Duas notícias de 12/02/20 sintetizavam a falência de nosso sistema penal:
seguiam desaparecidos há sete meses seis bandidos que, embora presos em
flagrante com toneladas de droga, foram liberados; e o traficante mais perigoso
do RS estava solto, havendo cumprido apenas pequena parte dos 74 anos de cadeia
a que é condenado.
Lembrando. Em 10/07/19, seis criminosos que guardavam um depósito com 4651 kg
de Maconha foram presos em Porto Alegre pela Brigada Militar. Aí, na audiência
de custódia, eles alegaram ter levado uns tapas da polícia.
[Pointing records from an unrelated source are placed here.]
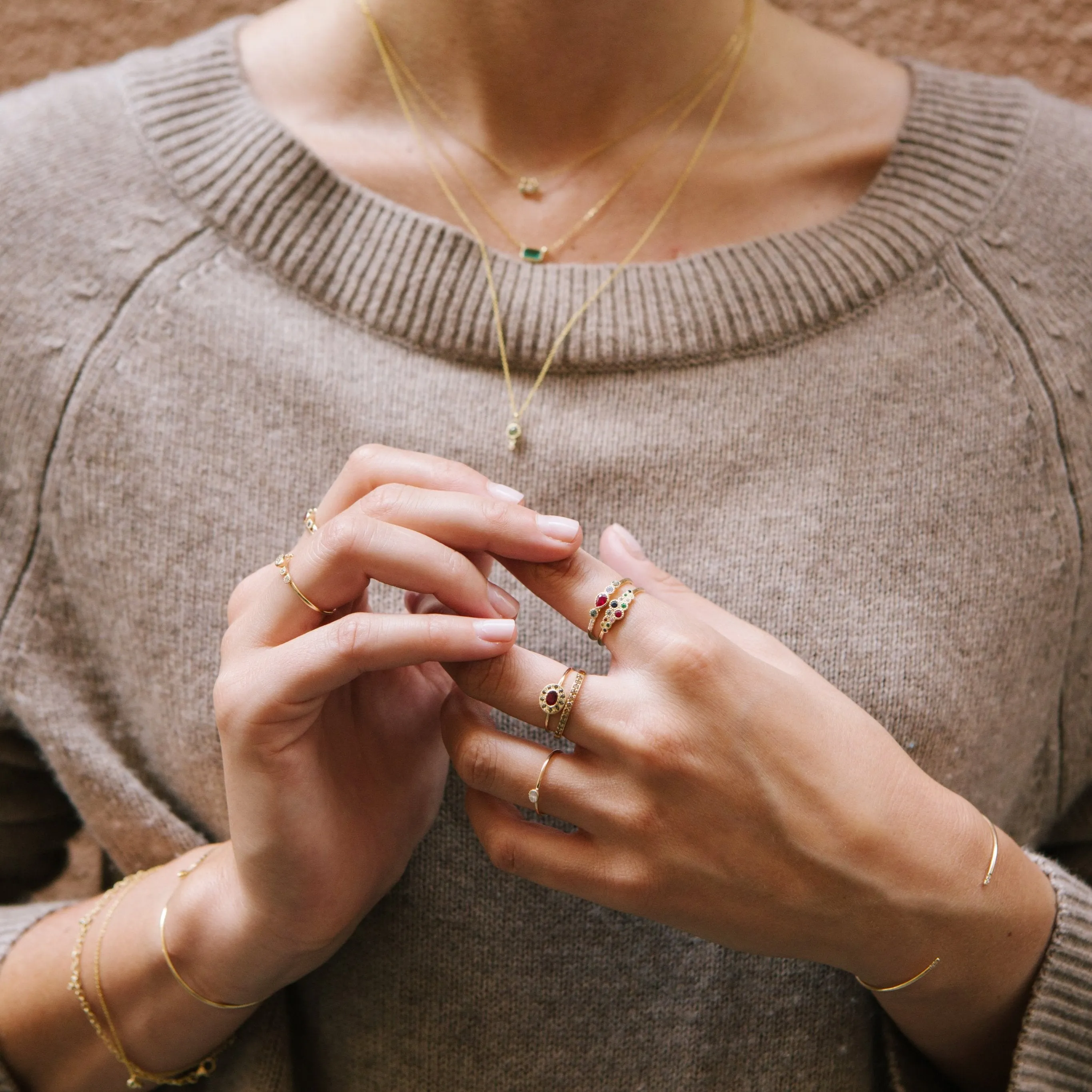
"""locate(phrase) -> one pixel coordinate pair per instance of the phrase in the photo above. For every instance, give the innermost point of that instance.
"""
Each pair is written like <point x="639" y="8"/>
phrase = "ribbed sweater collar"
<point x="420" y="281"/>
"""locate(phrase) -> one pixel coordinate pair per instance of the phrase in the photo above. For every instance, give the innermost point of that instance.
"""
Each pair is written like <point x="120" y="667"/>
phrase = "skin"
<point x="743" y="800"/>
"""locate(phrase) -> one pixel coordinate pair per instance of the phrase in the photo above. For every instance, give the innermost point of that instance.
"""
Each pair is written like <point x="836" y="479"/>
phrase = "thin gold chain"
<point x="725" y="59"/>
<point x="515" y="431"/>
<point x="569" y="168"/>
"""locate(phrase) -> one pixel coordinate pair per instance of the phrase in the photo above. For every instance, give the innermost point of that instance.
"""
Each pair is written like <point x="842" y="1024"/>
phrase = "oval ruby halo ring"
<point x="552" y="698"/>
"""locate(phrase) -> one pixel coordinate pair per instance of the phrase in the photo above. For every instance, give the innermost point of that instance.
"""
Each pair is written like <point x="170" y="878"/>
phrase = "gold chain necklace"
<point x="515" y="429"/>
<point x="530" y="186"/>
<point x="540" y="254"/>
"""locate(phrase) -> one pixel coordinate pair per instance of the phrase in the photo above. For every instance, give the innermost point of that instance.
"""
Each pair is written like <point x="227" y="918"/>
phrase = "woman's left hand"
<point x="722" y="787"/>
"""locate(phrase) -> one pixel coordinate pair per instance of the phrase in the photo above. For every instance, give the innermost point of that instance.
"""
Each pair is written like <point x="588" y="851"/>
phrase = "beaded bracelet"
<point x="112" y="900"/>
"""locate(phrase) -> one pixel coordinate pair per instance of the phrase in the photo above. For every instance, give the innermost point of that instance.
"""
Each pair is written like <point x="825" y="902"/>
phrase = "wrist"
<point x="223" y="946"/>
<point x="967" y="1013"/>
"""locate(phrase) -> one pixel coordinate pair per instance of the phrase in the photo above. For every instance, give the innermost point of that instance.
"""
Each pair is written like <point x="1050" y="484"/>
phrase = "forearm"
<point x="967" y="1014"/>
<point x="48" y="1042"/>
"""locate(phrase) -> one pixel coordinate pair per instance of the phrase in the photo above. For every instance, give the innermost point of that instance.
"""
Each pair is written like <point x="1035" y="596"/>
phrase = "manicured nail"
<point x="558" y="527"/>
<point x="633" y="546"/>
<point x="491" y="631"/>
<point x="506" y="605"/>
<point x="503" y="493"/>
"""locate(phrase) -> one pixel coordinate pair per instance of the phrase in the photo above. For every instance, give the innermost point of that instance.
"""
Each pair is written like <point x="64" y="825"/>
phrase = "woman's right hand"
<point x="333" y="763"/>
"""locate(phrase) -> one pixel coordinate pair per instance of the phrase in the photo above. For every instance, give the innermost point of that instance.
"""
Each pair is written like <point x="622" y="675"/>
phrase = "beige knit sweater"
<point x="873" y="439"/>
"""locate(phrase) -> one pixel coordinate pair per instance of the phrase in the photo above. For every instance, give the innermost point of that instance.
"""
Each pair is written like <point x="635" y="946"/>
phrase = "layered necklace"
<point x="698" y="88"/>
<point x="729" y="66"/>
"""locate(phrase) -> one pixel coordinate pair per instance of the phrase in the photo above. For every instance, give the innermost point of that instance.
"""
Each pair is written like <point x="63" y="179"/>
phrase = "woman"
<point x="840" y="389"/>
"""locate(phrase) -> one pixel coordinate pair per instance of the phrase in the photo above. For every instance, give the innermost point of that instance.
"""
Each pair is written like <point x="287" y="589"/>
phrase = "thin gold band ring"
<point x="537" y="792"/>
<point x="282" y="567"/>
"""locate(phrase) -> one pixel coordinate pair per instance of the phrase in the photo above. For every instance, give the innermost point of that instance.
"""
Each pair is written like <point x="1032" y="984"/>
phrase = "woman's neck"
<point x="812" y="120"/>
<point x="539" y="83"/>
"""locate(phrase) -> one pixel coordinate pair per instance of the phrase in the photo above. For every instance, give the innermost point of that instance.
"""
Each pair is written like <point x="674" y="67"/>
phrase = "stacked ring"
<point x="534" y="794"/>
<point x="602" y="601"/>
<point x="614" y="612"/>
<point x="552" y="699"/>
<point x="564" y="720"/>
<point x="282" y="567"/>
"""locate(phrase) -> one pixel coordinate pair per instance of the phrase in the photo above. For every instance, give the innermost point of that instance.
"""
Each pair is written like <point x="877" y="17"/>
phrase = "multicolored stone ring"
<point x="602" y="601"/>
<point x="552" y="698"/>
<point x="616" y="609"/>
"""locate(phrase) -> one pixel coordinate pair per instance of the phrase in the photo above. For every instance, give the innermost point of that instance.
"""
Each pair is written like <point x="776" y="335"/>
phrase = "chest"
<point x="894" y="507"/>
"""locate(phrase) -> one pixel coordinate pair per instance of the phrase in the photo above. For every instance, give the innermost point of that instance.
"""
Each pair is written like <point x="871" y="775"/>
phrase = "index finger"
<point x="376" y="465"/>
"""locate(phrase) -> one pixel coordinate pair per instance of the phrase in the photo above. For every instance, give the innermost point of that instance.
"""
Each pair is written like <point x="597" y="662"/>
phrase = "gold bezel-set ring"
<point x="537" y="792"/>
<point x="282" y="567"/>
<point x="554" y="700"/>
<point x="601" y="603"/>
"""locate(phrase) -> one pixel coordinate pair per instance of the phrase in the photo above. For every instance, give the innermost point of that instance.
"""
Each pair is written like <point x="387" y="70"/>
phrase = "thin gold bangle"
<point x="902" y="985"/>
<point x="922" y="974"/>
<point x="993" y="856"/>
<point x="137" y="1076"/>
<point x="163" y="945"/>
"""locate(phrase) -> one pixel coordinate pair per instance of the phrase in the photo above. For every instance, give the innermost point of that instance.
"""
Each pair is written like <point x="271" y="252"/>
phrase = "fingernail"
<point x="503" y="493"/>
<point x="495" y="631"/>
<point x="633" y="546"/>
<point x="558" y="527"/>
<point x="506" y="605"/>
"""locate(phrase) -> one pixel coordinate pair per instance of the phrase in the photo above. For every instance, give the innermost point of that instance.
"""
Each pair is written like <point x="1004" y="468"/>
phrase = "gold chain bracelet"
<point x="111" y="900"/>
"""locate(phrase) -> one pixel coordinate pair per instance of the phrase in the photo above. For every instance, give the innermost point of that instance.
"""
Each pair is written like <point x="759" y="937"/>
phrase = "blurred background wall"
<point x="1050" y="42"/>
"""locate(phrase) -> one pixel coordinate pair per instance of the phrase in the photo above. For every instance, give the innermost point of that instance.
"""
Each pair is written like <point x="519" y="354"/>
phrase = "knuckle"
<point x="437" y="631"/>
<point x="231" y="699"/>
<point x="685" y="657"/>
<point x="562" y="575"/>
<point x="350" y="636"/>
<point x="496" y="517"/>
<point x="640" y="818"/>
<point x="386" y="501"/>
<point x="345" y="538"/>
<point x="486" y="677"/>
<point x="475" y="759"/>
<point x="634" y="880"/>
<point x="503" y="850"/>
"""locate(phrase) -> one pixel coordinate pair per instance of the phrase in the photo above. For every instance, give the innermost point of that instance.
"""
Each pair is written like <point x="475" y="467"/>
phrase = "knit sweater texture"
<point x="873" y="439"/>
Bastou para que a
juíza plantonista, Lourdes Helena Pacheco da Silva, considerasse ilegal a
prisão, mandando soltar os rapazes...
Horas mais tarde, instada pelo Ministério Público, outra juíza, Vanessa Gastal
de Magalhães, mandou prendê-los de novo, porque não havia dúvida quanto à
prática do crime e porque eventual excesso da polícia não os transformaria em
inocentes - óbvio!
Com a cortesia de praxe, repeliram o desvario da plantonista o comandante do
11° BPM, tenente-coronel André Ilha Feliú, que afiançou a lisura da operação
policial, e o diretor do Departamento Estadual de Investigações do
Narcotráfico, delegado Vladimir Urach. Para ambos, a extravagância da decisão
obriga a polícia a trabalhar dobrado.
Ah, mas a plantonista mandou os travessos darem as caras uma vez por mês no
fórum, não saírem da comarca sem autorização legal, voltarem para a casa à
noite e comprovarem endereço residencial. Mas eles não deram bola à doutora. E
a notícia é que, há sete meses, eles estão foragidos.
No segundo caso, a Brigada Militar deteve o traficante Juraci Oliveira da Silva
(o Jura) portando uma pistola 9 milímetros. Aí se soube que ele estava solto,
em que pese ter longa pena a cumprir por homicídio e tráfico de entorpecentes.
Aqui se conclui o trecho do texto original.